No entanto, a transformação mais devastadora na história da cidade ocorreu com a Nakba palestina de 1948, quando Lydda foi ocupada e seus habitantes palestinos foram submetidos a um deslocamento forçado em massa no que ficou conhecido como a “Marcha da Morte” em direção a Ramallah. Esse processo afetou dezenas de milhares de moradores de Lydda, Ramla e arredores.
O que aconteceu não foi apenas uma mudança demográfica, mas uma reformulação completa da identidade da cidade, de sua população e de seu tecido urbano, transformando-a de um espaço palestino profundamente enraizado em uma nova realidade imposta por mudanças políticas e militares.
Antes da Nakba, Lydda era uma cidade vibrante, lar de uma grande comunidade palestina e de prósperos mercados agrícolas e comerciais, além de um tecido urbano que refletia sua riqueza histórica.

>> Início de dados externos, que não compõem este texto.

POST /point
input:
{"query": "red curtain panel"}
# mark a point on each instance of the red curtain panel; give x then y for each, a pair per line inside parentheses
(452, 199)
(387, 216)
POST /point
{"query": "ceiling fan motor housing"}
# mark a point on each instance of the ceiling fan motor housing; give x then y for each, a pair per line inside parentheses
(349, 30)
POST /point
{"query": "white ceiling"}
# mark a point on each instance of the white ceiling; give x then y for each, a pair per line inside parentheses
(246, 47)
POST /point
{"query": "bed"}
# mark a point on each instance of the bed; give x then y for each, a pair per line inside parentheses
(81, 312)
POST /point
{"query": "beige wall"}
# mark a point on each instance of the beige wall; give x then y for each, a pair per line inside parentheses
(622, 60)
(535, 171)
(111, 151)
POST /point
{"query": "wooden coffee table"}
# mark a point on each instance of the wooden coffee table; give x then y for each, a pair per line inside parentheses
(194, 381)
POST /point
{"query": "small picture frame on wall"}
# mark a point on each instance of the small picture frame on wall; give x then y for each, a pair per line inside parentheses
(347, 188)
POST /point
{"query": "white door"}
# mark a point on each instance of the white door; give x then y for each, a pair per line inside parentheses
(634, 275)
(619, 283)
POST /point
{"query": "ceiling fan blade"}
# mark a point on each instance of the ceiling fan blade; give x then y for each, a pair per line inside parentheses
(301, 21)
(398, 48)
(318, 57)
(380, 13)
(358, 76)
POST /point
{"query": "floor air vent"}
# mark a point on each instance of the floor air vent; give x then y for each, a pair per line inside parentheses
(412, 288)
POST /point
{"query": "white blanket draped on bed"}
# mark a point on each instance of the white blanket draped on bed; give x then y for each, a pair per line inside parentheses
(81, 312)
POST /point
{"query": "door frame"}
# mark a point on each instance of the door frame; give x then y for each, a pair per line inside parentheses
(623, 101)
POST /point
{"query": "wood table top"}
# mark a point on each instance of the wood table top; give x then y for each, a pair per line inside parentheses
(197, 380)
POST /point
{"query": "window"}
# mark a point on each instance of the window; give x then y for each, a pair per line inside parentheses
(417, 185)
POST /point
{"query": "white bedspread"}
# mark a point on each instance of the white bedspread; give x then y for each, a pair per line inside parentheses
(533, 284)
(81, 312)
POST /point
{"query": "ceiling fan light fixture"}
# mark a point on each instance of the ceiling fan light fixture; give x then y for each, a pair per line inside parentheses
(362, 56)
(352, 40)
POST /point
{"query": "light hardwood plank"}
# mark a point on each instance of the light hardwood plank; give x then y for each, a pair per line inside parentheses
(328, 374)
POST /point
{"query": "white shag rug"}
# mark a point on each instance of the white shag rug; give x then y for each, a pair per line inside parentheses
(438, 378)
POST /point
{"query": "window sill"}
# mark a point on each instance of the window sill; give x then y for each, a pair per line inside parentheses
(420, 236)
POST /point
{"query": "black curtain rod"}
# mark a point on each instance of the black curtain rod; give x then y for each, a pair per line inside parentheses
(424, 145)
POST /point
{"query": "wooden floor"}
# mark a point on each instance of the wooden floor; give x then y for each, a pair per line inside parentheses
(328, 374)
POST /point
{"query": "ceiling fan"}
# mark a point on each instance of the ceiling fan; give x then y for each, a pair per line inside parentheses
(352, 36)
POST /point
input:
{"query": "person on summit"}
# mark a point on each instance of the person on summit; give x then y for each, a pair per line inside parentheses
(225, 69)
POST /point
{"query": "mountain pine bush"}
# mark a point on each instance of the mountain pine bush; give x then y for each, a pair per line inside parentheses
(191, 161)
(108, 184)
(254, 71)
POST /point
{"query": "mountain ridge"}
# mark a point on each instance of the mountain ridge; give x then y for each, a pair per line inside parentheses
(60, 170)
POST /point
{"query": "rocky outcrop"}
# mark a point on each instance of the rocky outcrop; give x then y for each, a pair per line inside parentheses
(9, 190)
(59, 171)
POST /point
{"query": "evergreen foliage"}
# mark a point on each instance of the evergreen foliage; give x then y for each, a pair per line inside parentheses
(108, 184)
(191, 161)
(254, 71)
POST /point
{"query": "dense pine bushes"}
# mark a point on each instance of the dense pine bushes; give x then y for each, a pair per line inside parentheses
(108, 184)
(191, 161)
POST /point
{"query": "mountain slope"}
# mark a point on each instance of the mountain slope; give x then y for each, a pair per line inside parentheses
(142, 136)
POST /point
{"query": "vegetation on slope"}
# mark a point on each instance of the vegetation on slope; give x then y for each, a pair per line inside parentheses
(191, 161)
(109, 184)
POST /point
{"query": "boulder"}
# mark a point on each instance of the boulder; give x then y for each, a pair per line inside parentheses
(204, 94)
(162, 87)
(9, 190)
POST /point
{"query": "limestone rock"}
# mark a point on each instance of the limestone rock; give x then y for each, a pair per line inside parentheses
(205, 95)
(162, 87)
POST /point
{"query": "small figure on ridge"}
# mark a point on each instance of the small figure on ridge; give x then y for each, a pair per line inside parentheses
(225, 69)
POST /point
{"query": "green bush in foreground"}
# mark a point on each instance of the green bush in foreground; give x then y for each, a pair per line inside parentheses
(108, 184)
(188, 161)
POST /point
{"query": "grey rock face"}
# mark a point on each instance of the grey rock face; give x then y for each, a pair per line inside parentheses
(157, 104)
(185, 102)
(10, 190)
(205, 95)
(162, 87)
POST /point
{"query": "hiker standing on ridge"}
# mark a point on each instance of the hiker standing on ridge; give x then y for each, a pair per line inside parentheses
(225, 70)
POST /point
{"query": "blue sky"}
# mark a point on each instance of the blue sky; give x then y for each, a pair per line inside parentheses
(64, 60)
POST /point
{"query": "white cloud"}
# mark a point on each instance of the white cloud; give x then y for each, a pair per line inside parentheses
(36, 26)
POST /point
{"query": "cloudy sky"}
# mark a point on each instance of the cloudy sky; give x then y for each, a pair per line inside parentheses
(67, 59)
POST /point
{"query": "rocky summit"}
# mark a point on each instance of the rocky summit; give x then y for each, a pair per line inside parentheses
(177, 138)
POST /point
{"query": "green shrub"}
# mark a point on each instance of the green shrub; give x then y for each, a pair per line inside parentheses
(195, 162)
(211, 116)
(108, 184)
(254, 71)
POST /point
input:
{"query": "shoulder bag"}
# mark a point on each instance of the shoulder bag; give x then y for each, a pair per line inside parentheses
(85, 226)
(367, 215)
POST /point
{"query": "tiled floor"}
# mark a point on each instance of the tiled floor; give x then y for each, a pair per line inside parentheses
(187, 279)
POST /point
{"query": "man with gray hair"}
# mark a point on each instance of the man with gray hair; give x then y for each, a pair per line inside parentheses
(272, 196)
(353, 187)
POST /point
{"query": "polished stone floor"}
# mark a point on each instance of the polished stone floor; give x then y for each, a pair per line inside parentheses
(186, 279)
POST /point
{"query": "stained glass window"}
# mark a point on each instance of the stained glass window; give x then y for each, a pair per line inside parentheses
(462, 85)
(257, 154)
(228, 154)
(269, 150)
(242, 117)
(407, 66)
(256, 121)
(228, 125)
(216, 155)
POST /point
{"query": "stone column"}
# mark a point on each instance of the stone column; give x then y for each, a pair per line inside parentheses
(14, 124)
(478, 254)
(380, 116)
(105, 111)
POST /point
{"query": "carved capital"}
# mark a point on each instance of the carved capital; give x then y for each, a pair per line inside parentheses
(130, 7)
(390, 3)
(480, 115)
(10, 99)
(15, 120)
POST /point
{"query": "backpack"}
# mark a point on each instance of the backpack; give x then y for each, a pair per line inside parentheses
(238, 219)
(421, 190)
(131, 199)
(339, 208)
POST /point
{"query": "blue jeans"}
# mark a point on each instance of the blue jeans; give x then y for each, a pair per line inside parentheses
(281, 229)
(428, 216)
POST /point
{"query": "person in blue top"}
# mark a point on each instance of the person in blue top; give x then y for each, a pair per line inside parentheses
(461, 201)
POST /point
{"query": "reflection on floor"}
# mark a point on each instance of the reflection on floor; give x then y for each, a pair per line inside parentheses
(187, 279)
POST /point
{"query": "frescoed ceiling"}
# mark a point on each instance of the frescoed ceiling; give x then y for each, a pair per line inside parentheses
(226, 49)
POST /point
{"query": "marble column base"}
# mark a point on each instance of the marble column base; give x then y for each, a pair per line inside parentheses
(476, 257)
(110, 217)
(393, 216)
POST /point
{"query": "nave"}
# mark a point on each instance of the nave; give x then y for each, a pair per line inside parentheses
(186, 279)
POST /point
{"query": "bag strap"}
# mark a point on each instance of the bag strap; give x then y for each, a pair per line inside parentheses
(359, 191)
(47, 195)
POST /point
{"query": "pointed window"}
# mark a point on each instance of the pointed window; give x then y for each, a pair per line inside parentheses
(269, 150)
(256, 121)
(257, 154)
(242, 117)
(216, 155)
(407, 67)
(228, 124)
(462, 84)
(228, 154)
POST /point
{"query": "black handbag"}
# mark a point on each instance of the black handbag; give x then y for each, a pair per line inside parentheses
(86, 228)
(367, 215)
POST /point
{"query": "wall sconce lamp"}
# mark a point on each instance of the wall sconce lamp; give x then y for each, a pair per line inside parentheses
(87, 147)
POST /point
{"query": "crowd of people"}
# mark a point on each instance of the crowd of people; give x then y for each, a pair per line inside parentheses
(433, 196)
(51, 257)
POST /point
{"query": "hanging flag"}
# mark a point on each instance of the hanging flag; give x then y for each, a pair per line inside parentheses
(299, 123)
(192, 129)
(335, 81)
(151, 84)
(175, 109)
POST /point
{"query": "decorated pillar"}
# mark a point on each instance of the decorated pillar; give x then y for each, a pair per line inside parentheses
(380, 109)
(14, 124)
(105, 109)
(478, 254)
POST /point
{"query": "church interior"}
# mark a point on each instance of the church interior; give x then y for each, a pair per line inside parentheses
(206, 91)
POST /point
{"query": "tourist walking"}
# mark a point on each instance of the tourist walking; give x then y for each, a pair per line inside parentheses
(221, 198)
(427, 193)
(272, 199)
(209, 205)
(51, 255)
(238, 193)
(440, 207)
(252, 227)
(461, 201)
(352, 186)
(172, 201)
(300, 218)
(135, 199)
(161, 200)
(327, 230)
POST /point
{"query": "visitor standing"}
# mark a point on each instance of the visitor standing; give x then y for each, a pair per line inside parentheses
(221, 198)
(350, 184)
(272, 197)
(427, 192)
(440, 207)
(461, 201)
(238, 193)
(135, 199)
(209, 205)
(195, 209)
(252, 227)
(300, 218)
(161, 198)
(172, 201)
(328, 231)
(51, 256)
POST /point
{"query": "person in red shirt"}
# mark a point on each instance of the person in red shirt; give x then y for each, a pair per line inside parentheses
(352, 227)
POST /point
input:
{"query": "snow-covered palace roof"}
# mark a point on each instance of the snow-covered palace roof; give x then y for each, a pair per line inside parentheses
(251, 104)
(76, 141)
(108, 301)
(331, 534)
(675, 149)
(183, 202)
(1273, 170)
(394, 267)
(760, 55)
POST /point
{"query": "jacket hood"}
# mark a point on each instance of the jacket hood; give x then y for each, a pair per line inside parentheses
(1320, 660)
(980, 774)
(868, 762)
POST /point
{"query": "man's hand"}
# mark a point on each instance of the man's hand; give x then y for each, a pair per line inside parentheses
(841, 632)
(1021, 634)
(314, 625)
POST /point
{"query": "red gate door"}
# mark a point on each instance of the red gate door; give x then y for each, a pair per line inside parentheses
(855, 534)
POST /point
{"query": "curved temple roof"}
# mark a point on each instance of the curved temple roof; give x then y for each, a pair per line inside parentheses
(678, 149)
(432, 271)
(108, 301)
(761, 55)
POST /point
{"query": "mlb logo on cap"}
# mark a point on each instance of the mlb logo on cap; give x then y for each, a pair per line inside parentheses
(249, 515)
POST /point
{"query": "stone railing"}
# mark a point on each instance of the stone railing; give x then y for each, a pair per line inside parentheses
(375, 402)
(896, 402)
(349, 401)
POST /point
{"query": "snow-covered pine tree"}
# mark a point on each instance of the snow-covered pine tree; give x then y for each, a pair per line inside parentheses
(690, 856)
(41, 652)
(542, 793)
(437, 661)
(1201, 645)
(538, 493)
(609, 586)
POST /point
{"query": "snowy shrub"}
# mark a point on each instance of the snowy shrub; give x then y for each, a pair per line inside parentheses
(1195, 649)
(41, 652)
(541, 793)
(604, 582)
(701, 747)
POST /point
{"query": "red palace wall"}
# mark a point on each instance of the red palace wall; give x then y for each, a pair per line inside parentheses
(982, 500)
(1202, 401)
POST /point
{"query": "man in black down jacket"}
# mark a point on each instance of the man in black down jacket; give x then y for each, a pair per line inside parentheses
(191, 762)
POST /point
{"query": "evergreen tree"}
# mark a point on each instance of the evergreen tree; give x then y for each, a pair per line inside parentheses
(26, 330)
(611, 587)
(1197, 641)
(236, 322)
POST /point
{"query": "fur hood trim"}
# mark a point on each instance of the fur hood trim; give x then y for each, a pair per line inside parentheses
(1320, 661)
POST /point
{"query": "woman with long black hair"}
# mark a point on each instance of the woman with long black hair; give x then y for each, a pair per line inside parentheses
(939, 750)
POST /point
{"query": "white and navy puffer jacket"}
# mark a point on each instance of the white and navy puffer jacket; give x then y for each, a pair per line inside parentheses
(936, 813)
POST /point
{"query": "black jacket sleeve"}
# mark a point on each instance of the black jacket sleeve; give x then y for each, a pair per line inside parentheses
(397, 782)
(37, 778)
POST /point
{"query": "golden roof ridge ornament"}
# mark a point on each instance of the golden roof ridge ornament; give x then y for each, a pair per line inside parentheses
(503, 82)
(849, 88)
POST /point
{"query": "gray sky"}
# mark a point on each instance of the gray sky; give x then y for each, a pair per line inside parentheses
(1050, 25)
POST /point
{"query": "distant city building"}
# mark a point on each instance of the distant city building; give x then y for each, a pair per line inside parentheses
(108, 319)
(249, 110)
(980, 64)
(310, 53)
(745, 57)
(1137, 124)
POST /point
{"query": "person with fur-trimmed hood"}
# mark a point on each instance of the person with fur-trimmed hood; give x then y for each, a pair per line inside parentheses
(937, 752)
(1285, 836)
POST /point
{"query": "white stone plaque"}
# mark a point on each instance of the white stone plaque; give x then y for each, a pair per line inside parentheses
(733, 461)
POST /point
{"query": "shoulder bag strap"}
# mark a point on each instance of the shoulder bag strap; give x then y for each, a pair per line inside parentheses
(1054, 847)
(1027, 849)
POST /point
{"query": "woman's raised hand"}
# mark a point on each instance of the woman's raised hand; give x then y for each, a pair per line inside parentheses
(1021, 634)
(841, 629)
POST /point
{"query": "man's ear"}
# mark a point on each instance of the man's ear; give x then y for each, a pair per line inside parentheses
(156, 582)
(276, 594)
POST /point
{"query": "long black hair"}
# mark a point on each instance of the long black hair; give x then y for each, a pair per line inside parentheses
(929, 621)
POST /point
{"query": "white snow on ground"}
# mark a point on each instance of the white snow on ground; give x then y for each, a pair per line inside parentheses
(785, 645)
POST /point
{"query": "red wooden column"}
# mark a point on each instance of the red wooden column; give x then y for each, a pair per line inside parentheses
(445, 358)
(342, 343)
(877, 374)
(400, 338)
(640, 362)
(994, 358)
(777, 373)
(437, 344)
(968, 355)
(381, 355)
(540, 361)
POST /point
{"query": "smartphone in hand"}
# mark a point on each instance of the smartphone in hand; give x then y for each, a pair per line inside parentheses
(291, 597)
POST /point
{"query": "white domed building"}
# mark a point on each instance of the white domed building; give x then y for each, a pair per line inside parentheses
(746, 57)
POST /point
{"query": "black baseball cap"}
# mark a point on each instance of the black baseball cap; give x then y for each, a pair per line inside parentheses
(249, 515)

Hoje, tornou-se uma cidade mista na qual os palestinos constituem uma minoria, representando entre 27% e 30% da população, estimada em cerca de 80 mil pessoas. Essa estrutura demográfica foi moldada pelas políticas de deslocamento, assentamento e reassentamento que se seguiram a 1948.
Uma das transformações espaciais mais significativas pelas quais a cidade passou foi a mudança do histórico Aeroporto de Lod, que outrora foi uma instalação estratégica vital durante o Mandato Britânico, para o Aeroporto Ben Gurion, o maior aeroporto de Israel e seu principal centro de transporte aéreo. Essa transformação reflete uma redefinição do espaço geográfico e funcional da cidade dentro do contexto político que emergiu após a Nakba.
Apesar dessas profundas mudanças, Lod ainda conserva algumas de suas características históricas que resistem ao desaparecimento. Entre elas, destaca-se a Igreja de São Jorge (Mar Girgis), um dos marcos religiosos e históricos mais importantes da Palestina, além de diversos bairros e mercados antigos que ainda testemunham a identidade palestina da cidade antes de sua drástica transformação.
Economicamente, Lod beneficia-se de sua localização estratégica e da proximidade com redes de transporte modernas e infraestrutura avançada. Ao mesmo tempo, vivencia tensões sociais e políticas constantes devido às profundas disparidades demográficas e aos efeitos acumulados de uma longa história de deslocamento forçado.
Ainda assim, a presença palestina permanece palpável no cotidiano da cidade, por meio de instituições educacionais e atividades culturais, sociais e esportivas, refletindo o compromisso da população nativa com sua identidade e sua existência.
Lod não é meramente uma “cidade mista”, como algumas narrativas contemporâneas tentam reduzi-la. É, antes, um espaço aberto para a disputa entre a memória e as tentativas de reformulação, entre uma longa história cananeia e palestina e uma realidade política imposta pelos eventos do século XX. É uma cidade onde eras se cruzam e narrativas se misturam, mas que continua a forjar sua própria presença singular, apesar de todas as transformações.
Em última análise, Lod permanece uma cidade que desafia qualquer redução a uma definição única. Não é simplesmente uma cidade imersa em história, nem apenas uma cidade cujas características foram remodeladas pela Nakba. É uma cidade cuja história continua a se desenrolar, dia após dia, entre uma memória que insiste em permanecer e uma realidade que busca redefini-la.